Tuesday, November 16, 2010

Case Study for Counseling

A woman comes to you for counseling. She has recently had a "vision" that God is calling her to leave her husband and children and go be a missionary to orphans in Africa. No one in her life has confirmed this vision as being from the Lord as she has other obligations to meet at home. She has no money, no leading from her husband, or her church. She is insistant upon the vision and keeps quoting Proverbs
3:5-6 as a "proof text" to go to Africa and leave her husband and children behind. What would you say to her in relation to Proverbs 3:5-6?

A Contextual Analysis of Proverbs 3:5–6
Proverbs 3:5–6 is situated in the context of a father teaching his son important truths about life; in no manner does this reality exclude its importance for us today.
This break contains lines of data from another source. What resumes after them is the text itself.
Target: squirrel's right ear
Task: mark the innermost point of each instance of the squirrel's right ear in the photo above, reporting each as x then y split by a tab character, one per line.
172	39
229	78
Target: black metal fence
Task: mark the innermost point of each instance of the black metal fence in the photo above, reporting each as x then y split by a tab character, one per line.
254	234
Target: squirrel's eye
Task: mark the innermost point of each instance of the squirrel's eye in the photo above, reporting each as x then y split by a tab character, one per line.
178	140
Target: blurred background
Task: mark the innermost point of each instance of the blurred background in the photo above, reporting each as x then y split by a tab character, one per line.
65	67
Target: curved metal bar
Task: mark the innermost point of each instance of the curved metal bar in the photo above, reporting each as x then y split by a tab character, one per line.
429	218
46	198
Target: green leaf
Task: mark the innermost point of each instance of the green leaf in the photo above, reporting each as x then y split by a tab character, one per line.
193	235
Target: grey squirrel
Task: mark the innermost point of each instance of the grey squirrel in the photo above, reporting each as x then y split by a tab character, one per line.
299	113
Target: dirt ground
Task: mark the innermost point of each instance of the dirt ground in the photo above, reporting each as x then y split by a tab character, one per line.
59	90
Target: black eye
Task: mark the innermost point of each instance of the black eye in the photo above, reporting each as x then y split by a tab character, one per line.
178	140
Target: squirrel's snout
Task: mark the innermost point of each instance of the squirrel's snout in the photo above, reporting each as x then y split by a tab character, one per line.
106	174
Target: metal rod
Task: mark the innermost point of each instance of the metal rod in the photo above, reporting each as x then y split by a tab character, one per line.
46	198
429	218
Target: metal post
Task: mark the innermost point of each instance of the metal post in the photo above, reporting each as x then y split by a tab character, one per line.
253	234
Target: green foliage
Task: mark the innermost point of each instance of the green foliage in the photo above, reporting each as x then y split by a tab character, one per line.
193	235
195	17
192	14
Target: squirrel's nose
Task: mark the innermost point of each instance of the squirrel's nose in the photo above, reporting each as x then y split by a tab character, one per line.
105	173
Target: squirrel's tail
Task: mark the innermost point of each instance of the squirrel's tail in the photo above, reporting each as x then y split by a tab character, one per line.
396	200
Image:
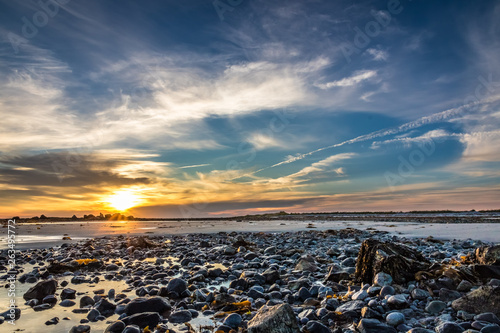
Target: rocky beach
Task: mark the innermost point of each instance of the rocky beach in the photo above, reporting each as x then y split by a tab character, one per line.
344	280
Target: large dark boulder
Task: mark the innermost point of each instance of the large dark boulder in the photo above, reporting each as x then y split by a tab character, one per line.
397	260
142	320
483	299
142	304
278	318
41	289
488	255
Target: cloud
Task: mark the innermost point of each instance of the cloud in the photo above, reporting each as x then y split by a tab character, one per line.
378	54
356	78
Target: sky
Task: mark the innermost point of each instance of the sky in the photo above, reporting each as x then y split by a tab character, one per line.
235	107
At the same time, we must keep in mind the imperative implications of historical context and the necessity to keep the original audience in mind when approaching the text.
The case study involves a married woman who is convinced that God has called her to leave her family and go into foreign missions. This certainty is based on an existential and subjective reality which she claims came in the form of a “vision” she has had which she thinks is “from the Lord.” No doubt she is confused, and there are numerous issues which would need to be discussed if she were seeking counsel (issues pertaining to theology, authority, biblical womanhood, and the like). The issue at hand is one of a contextual nature. She has, in the face of extremely obvious barriers, continued to insist that this vision is from God. Her only reliance is upon the given text. How might proper counsel be given in order to assist this sister in her wayfaring struggle to leave for the glory of God?
To begin with, it is absolutely crucial that the whole context is read with her. She is using a common evangelical hermeneutical fallacy known as “proof texting” to base her assurance upon. It is obvious, to begin with, as all twelve verses are read, that there is a series of six biblical “equations” that should be taken together. Her text falls as the third in this group. It is exactly in the middle. It is obvious from a cursory examination of these six “equations” that together they form a contextual meaning. When one focuses only on one of these “equations” they are still true, and they are still valid for the believer, but not in the way the woman seeks to apply this text in this specific case in point.
Secondly, there are numerous questions that can be posed which give rise to problems for her to answer with valid warrants for her interpretation. For instance, when the text says, “Trust in the Lord with all your heart,” does it mean that we are to trust God in a blind faith? Are we to base our conclusions on ‘visions’ that are subjective? Again, another question which ought to be answered is provoked when the text says, “Lean not on your own understanding.” The question is, “When God gives a revelation, shouldn’t we rely on God’s interpretation? Where do we find God’s revealed will? In visions? Certainly not.
Going to another point to help this sister, we need to discuss the further context of the entire book of Proverbs to show her that God would not will for her to break her marriage covenant and leave her children. For God does not and indeed he cannot contradict himself. It must be insisted upon that God would not reveal something to her in a dream that would contradict his word. Notice that at the end of the book of Proverbs is a chapter which is almost entirely devoted to the wife of noble character. This wife brings her husband “good and not harm all the days of his life,” (v. 12) the modifier all shows us that God does not intend for a wife to leave her husband. This noble wife rises while it is still dark and provides food for her family (v. 15). She watches over the affairs of her household (v. 27). Her children rise and call her blessed, her husband also and he praises her (v.28). Can any of these be true if she fulfills her supposed vision from the Lord? The answer is an unequivocal no.